The following seems like a 'classic' trap:

using FixedEffectModels, RDatasets
df = dataset("plm", "Cigar")
# assume some entries are Inf
df.Sales[1] = 0.0
df.logsales = log.(df.Sales)
reg(df, @formula(logsales ~ NDI + fe(State) + fe(Year)), Vcov.cluster(:State), weights = :Pop)

gives

ERROR: "Some observations for the dependent variable are infinite"
Stacktrace:
 [1] reg(df::Any, formula::FormulaTerm, vcov::StatsBase.CovarianceEstimator; contrasts::Dict, weights::Union{Nothing, Symbol}, save::Union{Bool, Symbol}, method::Symbol, nthreads::Integer, double_precision::Bool, tol::Real, maxiter::Integer, drop_singletons::Bool, progress_bar::Bool, dof_add::Integer, subset::Union{Nothing, AbstractVector}, first_stage::Bool)
   @ FixedEffectModels ~/.julia/packages/FixedEffectModels/kJPKw/src/fit.jl:176
 [2] top-level scope
   @ REPL[9]:1

I feel the package could automatically drop rows where the regressand or one of the regressors is infinite, similarly to how it does with missings. What's the argument against that?

matthieugomez commented 1 year ago

It's a bit tricky because Inf is meaningful. I will leave this issue open so that people can report if they encounter the same issue.

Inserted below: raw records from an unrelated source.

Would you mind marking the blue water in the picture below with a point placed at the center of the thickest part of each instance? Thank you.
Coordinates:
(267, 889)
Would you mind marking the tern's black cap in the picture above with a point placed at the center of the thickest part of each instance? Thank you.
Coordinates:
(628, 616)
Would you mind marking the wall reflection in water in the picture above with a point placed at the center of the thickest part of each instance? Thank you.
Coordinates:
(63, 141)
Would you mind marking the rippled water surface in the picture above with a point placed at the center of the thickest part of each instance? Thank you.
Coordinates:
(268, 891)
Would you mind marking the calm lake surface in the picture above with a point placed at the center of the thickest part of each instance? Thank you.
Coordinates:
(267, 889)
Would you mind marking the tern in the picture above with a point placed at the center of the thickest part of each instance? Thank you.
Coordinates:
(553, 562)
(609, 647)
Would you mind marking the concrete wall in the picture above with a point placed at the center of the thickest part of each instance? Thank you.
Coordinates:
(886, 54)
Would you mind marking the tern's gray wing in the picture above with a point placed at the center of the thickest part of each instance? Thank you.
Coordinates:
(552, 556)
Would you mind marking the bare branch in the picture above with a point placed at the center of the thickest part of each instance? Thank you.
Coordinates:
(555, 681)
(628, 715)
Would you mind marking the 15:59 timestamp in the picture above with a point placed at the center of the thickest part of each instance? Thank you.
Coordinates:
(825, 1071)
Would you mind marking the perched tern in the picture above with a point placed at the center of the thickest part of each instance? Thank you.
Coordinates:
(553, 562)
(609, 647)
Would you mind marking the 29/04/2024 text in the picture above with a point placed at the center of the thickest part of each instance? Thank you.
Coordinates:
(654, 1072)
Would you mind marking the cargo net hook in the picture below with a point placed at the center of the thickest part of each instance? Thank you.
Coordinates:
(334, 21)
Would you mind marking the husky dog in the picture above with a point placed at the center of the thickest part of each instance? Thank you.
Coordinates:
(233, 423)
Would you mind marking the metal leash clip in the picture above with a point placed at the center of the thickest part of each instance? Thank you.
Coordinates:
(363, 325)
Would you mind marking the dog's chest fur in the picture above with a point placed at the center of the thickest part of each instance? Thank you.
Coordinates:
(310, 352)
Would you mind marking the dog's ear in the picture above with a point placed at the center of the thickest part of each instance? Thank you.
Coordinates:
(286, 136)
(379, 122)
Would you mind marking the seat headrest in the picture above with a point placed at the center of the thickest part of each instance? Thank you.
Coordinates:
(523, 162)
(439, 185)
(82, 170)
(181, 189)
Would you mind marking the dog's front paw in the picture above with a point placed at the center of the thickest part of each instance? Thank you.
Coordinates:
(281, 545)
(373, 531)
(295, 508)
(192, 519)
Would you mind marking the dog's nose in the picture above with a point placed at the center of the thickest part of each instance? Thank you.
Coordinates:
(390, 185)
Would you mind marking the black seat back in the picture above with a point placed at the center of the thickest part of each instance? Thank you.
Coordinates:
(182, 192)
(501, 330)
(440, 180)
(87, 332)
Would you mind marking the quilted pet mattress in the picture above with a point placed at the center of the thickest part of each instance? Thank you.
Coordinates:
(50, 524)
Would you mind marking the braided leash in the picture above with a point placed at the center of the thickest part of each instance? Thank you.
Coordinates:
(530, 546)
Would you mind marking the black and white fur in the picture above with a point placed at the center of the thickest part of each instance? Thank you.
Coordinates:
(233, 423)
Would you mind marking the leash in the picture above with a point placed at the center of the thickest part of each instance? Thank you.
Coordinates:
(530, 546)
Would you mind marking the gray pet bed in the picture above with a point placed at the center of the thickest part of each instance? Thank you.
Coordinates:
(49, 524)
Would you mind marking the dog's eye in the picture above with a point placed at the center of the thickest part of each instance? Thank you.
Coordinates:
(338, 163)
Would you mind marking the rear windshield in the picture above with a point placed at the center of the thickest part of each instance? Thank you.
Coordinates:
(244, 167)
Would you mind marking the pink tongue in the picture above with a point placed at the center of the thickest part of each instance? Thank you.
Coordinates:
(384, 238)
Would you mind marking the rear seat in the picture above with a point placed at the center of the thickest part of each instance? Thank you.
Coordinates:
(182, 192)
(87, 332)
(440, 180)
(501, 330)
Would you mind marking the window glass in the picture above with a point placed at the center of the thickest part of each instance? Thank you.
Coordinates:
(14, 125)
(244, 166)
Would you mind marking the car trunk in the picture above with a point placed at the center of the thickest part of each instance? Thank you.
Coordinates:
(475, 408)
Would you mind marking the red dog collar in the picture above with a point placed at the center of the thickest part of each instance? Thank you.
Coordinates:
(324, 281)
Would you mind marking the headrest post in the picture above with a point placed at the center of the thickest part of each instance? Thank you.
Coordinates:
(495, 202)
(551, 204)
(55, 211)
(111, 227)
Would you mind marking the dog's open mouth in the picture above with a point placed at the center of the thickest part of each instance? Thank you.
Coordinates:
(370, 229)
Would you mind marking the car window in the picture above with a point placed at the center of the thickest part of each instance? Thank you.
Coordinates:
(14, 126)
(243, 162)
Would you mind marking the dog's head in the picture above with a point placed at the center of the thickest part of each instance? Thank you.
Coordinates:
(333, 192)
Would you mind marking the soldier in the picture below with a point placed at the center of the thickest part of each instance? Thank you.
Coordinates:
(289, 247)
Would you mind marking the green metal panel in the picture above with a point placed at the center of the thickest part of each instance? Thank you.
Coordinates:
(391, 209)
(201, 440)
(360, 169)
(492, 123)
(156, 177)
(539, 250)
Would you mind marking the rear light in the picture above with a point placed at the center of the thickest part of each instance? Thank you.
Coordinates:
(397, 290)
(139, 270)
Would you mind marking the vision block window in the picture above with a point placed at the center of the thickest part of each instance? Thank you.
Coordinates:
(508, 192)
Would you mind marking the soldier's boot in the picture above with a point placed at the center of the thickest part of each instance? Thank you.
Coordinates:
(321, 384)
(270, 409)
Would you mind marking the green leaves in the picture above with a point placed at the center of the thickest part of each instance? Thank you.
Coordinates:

junder873 commented 1 year ago

I run into this sometimes as well. The R fixest package also automatically drops those observations.

nilshg commented 10 months ago

I think a "do what I mean" approach (dropping Inf) is unidiomatic in the Julia Stats ecosystem. If rows are being ignored at a minimum there should be a warning.